Before you consider applying for a car loan, you should know what it means. In a nutshell, it’s a credit agreement between you and a lender that allows you to pay for a vehicle over a specified period of time.

But, as with most other loans, you have to pay interest on the amount you borrow.

Different types of car financing

Car financing is not a one size fits all. And no matter how you plan to pay, buying a motorcycle is a significant purchase. Unless you’re in the fortunate position of buying your next car outright, you’ll probably have to rely on a financing option.

You can choose between:

Personal Contract Purchase (PCP)

If low monthly payments and flexible buying options sound appealing, then a PCP loan is worth looking into.

Typically, you will place a 10% (or more) down payment and then pay the outstanding amount over fixed monthly repayments. But unlike other types of financing agreements, PCP ensures that you never pay more than what the vehicle is worth at the end of your contract. The total amount you pay is based on the guaranteed future minimum value, meaning you only pay for what the car is worth.

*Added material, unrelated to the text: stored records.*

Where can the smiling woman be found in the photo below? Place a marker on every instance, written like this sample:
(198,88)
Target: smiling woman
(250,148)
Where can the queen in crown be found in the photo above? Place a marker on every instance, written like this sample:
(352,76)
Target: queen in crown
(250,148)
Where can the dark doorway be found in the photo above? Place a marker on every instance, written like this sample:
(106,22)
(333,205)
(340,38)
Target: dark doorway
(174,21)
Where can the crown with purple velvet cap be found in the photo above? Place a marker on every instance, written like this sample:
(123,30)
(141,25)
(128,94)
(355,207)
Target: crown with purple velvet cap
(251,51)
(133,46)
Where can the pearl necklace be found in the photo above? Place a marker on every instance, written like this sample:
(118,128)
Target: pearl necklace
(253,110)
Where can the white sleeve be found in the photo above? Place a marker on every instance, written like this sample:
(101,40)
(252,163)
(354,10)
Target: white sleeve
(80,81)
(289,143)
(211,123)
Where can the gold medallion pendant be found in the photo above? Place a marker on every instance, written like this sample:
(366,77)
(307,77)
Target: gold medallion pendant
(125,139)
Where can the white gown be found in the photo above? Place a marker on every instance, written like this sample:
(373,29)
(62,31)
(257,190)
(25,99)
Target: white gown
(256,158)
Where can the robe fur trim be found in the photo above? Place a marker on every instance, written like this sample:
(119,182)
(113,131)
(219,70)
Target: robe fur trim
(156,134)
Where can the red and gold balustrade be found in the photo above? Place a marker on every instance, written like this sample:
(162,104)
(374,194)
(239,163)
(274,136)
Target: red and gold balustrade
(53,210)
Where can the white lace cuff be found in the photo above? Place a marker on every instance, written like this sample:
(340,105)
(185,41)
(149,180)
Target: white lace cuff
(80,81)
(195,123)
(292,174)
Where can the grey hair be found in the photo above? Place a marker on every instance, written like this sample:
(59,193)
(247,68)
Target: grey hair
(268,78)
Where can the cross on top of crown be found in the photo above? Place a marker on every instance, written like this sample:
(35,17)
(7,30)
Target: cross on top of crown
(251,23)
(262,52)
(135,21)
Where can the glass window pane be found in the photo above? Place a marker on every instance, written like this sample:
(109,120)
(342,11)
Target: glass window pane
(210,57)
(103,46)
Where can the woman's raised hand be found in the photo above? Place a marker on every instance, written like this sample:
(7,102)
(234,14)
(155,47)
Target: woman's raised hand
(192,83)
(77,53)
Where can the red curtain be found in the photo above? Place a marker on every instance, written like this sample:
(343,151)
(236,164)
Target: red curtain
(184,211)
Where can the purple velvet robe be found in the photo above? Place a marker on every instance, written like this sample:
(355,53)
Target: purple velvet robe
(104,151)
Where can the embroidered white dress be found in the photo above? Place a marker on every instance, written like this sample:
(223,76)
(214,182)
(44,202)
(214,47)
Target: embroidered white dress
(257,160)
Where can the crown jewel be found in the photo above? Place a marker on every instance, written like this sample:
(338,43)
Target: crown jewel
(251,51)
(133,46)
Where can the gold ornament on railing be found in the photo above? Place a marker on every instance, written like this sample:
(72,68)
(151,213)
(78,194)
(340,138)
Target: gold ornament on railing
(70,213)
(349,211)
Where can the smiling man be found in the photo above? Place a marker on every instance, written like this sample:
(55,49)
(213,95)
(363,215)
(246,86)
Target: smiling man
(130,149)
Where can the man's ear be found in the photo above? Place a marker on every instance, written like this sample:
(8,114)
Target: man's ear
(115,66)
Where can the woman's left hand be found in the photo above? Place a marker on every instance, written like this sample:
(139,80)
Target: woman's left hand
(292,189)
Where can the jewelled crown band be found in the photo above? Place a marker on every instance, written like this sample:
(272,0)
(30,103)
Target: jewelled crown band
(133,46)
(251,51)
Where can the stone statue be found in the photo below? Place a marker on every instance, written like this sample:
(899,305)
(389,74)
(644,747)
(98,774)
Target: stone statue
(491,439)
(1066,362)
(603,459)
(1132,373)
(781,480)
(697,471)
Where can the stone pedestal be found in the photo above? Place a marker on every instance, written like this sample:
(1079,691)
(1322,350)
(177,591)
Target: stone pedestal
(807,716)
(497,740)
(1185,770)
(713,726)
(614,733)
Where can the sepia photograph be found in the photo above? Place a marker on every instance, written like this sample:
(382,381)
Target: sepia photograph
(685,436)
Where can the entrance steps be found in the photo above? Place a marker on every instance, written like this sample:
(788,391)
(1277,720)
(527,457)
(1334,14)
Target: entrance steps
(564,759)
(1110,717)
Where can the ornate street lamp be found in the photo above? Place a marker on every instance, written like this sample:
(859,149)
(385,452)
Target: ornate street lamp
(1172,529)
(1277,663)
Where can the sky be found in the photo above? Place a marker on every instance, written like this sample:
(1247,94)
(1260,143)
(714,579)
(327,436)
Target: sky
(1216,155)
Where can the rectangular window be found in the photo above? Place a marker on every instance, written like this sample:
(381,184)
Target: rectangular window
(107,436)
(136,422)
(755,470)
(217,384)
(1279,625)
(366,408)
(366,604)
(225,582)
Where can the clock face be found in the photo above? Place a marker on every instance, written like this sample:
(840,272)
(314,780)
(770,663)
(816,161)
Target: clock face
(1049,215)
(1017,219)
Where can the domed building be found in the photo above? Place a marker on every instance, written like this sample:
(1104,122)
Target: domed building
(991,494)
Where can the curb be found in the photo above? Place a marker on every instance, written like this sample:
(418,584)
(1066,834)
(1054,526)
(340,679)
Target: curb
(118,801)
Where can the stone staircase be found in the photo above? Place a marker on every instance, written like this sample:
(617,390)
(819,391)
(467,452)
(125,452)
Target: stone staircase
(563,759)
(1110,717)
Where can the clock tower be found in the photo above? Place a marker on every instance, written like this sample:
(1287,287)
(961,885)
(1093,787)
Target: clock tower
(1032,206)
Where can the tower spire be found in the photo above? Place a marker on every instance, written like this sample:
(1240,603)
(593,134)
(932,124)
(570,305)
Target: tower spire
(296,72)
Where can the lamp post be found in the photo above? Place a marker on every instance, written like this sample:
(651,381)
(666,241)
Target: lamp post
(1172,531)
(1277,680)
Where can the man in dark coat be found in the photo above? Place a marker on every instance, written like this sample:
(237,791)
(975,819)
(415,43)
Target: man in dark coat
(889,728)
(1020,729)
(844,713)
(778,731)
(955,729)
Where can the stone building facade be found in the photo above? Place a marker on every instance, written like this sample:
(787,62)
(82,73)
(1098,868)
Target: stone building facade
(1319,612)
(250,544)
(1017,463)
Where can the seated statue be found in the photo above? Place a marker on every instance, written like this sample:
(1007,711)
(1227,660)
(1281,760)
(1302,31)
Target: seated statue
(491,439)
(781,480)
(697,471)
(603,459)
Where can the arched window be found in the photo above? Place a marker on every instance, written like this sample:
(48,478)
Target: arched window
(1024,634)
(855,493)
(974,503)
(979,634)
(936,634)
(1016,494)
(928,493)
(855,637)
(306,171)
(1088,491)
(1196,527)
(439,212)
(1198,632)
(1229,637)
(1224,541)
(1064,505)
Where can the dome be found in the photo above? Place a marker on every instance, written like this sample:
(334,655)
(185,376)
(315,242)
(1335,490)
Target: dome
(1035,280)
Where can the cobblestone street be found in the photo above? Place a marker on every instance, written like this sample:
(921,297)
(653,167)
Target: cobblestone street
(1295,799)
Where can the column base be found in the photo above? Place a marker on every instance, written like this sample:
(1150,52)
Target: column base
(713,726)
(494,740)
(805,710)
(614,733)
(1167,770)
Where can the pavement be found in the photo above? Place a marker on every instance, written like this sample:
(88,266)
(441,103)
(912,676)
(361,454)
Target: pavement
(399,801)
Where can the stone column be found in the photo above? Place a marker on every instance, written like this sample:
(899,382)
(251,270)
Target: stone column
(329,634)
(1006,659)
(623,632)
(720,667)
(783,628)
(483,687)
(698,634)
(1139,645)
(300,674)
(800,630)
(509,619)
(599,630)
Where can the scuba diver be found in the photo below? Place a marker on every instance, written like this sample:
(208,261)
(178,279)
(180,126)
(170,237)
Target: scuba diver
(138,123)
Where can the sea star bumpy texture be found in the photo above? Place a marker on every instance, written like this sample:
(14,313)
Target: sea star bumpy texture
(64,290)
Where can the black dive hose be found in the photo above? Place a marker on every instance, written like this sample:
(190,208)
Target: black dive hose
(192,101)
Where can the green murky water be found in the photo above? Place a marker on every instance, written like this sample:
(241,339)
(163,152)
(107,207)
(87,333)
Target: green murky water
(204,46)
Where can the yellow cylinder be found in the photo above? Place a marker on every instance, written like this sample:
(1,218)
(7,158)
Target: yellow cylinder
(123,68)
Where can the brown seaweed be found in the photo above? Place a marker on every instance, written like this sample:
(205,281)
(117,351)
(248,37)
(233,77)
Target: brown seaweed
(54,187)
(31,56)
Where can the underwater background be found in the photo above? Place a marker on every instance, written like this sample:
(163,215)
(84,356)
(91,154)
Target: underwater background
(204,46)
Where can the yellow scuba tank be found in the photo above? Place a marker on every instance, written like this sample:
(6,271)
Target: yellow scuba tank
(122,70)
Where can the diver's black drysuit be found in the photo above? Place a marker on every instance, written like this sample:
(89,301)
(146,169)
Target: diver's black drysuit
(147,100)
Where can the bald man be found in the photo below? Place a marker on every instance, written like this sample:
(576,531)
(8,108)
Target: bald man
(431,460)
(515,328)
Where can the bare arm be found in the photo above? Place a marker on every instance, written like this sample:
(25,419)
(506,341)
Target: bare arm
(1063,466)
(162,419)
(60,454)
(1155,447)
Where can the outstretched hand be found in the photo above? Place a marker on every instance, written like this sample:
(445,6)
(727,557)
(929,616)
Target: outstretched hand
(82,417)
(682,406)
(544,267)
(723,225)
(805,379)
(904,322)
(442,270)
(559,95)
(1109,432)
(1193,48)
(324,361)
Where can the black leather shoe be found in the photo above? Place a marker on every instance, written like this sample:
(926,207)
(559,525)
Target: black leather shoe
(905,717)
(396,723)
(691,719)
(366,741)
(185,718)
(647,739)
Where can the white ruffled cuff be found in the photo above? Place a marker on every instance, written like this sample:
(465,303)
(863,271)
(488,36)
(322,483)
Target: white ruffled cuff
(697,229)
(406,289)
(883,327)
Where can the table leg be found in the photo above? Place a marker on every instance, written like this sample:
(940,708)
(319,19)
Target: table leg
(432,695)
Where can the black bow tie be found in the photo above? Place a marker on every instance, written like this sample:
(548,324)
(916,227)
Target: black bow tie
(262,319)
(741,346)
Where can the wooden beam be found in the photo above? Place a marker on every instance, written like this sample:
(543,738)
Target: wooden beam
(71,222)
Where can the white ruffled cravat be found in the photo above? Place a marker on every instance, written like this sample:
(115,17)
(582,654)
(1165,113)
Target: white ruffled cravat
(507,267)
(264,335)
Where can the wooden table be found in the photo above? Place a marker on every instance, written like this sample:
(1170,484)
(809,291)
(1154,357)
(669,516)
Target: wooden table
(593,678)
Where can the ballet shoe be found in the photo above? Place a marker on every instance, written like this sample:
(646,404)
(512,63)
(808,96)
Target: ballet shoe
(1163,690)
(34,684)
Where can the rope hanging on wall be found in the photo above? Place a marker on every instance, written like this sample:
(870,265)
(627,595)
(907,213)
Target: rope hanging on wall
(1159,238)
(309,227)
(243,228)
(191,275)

Suitable for those who want to change and update their vehicle regularly, PCP offers you three options to choose from at the end of your contract:

  • Pay a final lump sum (or the balloon payment) and the car is yours
  • Return the vehicle to the lender/supplier
  • Swap cars

Hire purchase (HP)

Like PCP, a hire purchase loan requires a down payment (10% or more) followed by fixed monthly payments. Throughout your contract, the HP company owns the vehicle and you rent it from them until you make your final payment.

Once you have fulfilled your agreement and all balances have been paid, you become the owner of the car.


Leasing, in its simplest terms, is renting a vehicle. But, unlike PCP or HP, there is no option to own the car. But it does mean that you can get the latest models, technology and best safety features on the market every two to three years.

Leasing is a great way to drive vehicles that you normally wouldn’t be able to afford. What you pay during your lease is basically a rental fee that covers the depreciation of the car. But you are expected to rent at least three months in advance.

Personal loan

A personal loan is one of the most traditional ways to finance a car. Borrowed directly from your bank or mortgage lender, you own the vehicle at the time of purchase. You then repay the loan to your lender, plus interest, over an agreed period that suits you.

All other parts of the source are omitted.